Many plant extracts and their isolated compounds have been scientifically proven to have good therapeutic source of gastroprotection against various chemical or physical ulcerogens induced gastric ulceration. The gastroprotective effects as reported by many authors were attributed mainly to the presence of various phytoconstituents like tannins, phenolics, flavonoids, polysaccharides, and many other bioactive components. These phytochemical classes either individually or in combined synergistic complex can offer protection to the gastric mucosa in different mechanistic ways. Polyphenolics component (tannins, phenolics acids, and flavonoids) has been reported to possessed gastroprotective effects namley (1) strengthening the defensive mucosal barrier by increasing the mucus secretion, (2) antisecretory effects by depleting the aggressive factors, and (3) potent antioxidants by scavenging the free radicals (Laloo et al., 2013; Sairam et al., 2003). In contrast, polysaccharides have gastroprotective effects namely the formation of a gelatinous layer on the gastric mucosa, increases mucus synthesis, averts the necrotic lesion, and prevents the gastric DNA fragmentation induced by absolute ethanol (Choi et al., 2009; Galati et al., 2001). Hence, from the quantification results of the present study, it was observed that EPM contains a good quantity of polyphenolics and polysaccharide classes which suggest that the gastroprotective activity acting on a defensive mucosal barrier might be due to the contribution of such components.

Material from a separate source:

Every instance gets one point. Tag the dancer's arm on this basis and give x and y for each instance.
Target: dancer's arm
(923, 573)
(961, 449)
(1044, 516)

According to Tomczyk and Latte (2009), some Potentilla species, namely, P. reptans, P. speciosa, P. kleiniana, P. palustris, and P. erecta, have been used worldwide to treat various classes of ulcers (mouth, stomach, and colon ulcers). However, on the basis of a literature search and to the best of our knowledge, only P. reptans aqueous extract (870 mg/kg, p.o.) has been scientifically proven to possess antiulcerogenic activity in rat stomach induced by ethanol (96% v/v) (Gurbuz et al., 2005). Potentilla fulgens (200 and 400 mg/kg, p.o.) was another species recently reported by us to have potent gastroprotective effects against pyloric ligations and absolute ethanol induced gastric ulcer model with a validated mechanism of action in rats (Laloo et al., 2013). Comparatively, a mechanistic level, the results from present study signify that P. mooniana protect stomach ulceration by strengthening the mucosal defensive layer rather than decreasing the acid secretion through the aggressive factors. Nevertheless, P. fulgens was reported to act by decreasing aggressive factors, namely, anti-secretory effect on the gastric juice by decreasing the levels of histamine, acid–pepsin secretion, and by inhibiting the H⁺K⁺–ATPase pump. The reason behind such mechanistic activities can be predicted due to the present of major diversity of polyphenolics classes reported in the genus.

Conclusion

In conclusion, the data of the present study suggested that the ethanol root extract from P. mooniana (EPM) possesses significant gastroprotective activity, which is attributed to its defensive property, namely, strengthening the mucosal defensive barrier and also by acting as potent antioxidants. Such activity can be predicted by the presence of a good amount of polyphenolics and polysaccharide compounds present in the extract. Thus, the present finding scientifically confirms the traditional use of P. mooniana in the treatment of gastric ulcer.

Declaration of interest

All authors report no declaration of interest.

Acknowledgements

Financial assistance provided by Rajiv Gandhi National Fellowship Scheme (RGNFS) to Mr. Damiki Laloo is greatly acknowledged. Authors also wished to acknowledge The Botanical Survey of India, Shillong, Meghalaya, for plant identification. We are also thankful to Mr. H. C. Pakyntein (President and herbal practitioner: Jaintia Indigenous Medicine Association) for supplying and providing information regarding the medicinal uses of the plant as gastroprotective.